Un exemple de cycle politico-économique
On a donc bien ici, un exemple de cycle politico-économique qu’il est bon d’évoquer en copie notamment pour un sujet concernant l’État. Parmi ces théories incriminant en quelque sorte les gouverneurs, il y a un autre aspect que l’on pourrait développer ici, qui est la théorie du lobbying développée par Buchanan & Tullock dans « the calculus of consent », (1962). Un exemple simple de cette théorie est l’exemple du lobby des armes aux États-Unis, la plupart de la population américaine voudrait une réglementation plus forte des armes mais il est impossible de le faire car ce lobby des armes représenté par la N.R.A. est bien trop puissant.
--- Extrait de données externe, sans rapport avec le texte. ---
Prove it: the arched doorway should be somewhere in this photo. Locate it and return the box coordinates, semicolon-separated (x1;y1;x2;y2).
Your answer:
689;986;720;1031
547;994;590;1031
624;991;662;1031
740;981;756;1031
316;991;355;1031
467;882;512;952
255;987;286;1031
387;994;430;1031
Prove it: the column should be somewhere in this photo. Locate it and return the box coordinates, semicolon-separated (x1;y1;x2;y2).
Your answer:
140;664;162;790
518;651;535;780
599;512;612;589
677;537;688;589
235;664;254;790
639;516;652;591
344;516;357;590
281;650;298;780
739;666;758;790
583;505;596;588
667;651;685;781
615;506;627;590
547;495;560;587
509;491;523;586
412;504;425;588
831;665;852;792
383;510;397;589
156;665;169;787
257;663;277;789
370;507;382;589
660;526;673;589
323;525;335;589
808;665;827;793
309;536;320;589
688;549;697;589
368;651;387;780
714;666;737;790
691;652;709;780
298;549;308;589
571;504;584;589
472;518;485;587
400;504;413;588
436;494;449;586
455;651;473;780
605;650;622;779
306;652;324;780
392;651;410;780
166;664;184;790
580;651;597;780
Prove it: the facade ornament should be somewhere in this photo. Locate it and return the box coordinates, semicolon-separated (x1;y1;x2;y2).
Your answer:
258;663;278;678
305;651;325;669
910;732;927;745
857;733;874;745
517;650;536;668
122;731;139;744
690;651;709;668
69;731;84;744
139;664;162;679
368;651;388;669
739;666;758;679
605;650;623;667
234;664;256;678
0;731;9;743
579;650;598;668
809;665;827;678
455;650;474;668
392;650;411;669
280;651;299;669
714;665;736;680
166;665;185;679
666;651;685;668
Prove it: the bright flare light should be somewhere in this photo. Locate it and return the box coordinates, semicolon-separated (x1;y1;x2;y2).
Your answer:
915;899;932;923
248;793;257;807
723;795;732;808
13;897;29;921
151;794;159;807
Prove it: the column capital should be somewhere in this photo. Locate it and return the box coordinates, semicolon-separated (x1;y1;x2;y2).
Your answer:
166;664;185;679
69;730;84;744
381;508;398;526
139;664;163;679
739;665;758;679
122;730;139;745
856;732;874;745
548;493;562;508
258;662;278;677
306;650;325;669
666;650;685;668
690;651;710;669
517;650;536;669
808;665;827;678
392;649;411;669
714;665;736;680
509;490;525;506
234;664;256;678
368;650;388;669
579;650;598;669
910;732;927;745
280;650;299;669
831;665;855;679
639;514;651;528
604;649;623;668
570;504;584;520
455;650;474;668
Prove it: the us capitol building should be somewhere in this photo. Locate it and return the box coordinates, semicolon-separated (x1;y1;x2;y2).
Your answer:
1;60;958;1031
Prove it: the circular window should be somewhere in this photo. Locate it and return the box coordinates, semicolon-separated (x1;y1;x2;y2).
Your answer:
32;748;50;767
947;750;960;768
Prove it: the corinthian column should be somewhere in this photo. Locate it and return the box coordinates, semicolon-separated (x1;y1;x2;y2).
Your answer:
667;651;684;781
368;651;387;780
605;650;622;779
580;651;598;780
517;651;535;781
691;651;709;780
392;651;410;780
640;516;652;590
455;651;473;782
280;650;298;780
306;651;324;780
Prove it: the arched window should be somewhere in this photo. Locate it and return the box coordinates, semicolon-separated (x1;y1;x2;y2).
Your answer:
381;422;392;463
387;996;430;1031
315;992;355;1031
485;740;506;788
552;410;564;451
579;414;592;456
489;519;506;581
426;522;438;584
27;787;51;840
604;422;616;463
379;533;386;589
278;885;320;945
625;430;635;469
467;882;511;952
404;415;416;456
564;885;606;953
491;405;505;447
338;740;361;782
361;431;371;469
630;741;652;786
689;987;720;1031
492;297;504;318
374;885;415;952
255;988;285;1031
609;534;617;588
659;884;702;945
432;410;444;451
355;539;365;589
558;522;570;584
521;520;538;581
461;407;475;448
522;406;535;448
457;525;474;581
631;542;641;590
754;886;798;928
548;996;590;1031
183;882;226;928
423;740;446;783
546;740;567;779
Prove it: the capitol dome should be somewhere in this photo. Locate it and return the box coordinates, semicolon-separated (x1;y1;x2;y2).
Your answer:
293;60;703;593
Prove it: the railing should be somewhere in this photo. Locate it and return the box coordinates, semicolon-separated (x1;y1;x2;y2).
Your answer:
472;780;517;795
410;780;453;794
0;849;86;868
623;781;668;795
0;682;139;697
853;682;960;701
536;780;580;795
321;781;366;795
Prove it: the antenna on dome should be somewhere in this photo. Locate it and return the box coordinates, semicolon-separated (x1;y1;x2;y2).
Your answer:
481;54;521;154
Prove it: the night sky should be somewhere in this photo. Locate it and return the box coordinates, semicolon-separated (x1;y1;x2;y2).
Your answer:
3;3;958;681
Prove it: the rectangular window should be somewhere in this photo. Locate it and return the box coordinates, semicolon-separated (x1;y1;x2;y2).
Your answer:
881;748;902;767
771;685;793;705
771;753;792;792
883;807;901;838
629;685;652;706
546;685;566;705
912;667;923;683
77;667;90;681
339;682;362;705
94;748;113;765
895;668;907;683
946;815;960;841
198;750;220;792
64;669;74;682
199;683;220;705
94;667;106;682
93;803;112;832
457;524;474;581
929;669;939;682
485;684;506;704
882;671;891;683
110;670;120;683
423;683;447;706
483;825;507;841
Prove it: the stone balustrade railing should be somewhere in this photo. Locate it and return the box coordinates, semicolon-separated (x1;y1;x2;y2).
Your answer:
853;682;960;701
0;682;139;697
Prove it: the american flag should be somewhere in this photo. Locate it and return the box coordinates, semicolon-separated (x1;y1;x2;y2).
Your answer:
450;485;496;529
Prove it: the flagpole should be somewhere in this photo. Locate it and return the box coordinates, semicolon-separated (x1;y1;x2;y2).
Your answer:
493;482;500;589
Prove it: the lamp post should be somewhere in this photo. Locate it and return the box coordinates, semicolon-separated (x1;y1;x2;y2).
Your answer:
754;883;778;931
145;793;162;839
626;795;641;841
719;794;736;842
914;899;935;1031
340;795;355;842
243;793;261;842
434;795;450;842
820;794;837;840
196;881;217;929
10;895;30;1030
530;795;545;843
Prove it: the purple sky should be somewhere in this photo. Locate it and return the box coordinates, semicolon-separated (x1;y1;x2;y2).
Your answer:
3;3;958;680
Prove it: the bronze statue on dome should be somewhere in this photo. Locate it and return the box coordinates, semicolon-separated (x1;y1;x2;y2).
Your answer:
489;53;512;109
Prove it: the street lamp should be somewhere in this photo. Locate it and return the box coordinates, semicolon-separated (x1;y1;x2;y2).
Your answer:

En effet comment demander à Donald Trump de réglementer l’afflux d’armes aux États-Unis alors que dans le même temps la N.R.A a financé sa campagne à hauteur de 31,2 millions de dollars (selon un article du Monde datant du 06/11/2019) ? C’est bien ce que l’on appelle la théorie de la recherche de rente, certaines associations ou organisations telles que la N.R.A usent de moyens légaux (la subvention à des partis politiques pour les campagnes) ou de moyens illégaux (pots de vins), dans le but d’avoir une position préférentielle, qui leur permet d’obtenir ce qu’ils veulent du gouvernement en place.
Tout cela pour dire que dans tous les cas l’économique est toujours relié au politique, en effet, les décisions en matière de politiques économiques sont en général prises par des hommes politiques et non par des économistes objectifs. Ainsi, il est intéressant de garder cela à l’esprit et de le développer en 3ème partie quand on aborde les réformes possibles. En effet pourquoi certaines réformes qui paraissent plutôt évidentes ne sont pas mises en place ? Tout simplement parce que le décisionnaire politique pour plusieurs raisons (entrave dans ses chances de réélection, volonté de ne pas se mettre les lobbys à dos…) n’y a pas intérêt. Comme disait Charles De Gaulle dans « Mémoires de guerre », (1954) : « Ce qui est salutaire à la nation ne va pas sans blâmes dans l’opinion ni sans pertes dans l’élection ». Cette citation montre bien le conflit d’intérêt qui existe entre l’intérêt collectif (politique qu’il faudrait mener) et l’intérêt privé rationnel du politique (politique que mène le politique pour arriver à ses fins). Ainsi on peut bien affirmer que l’économie est politique ou ne l’est pas du tout.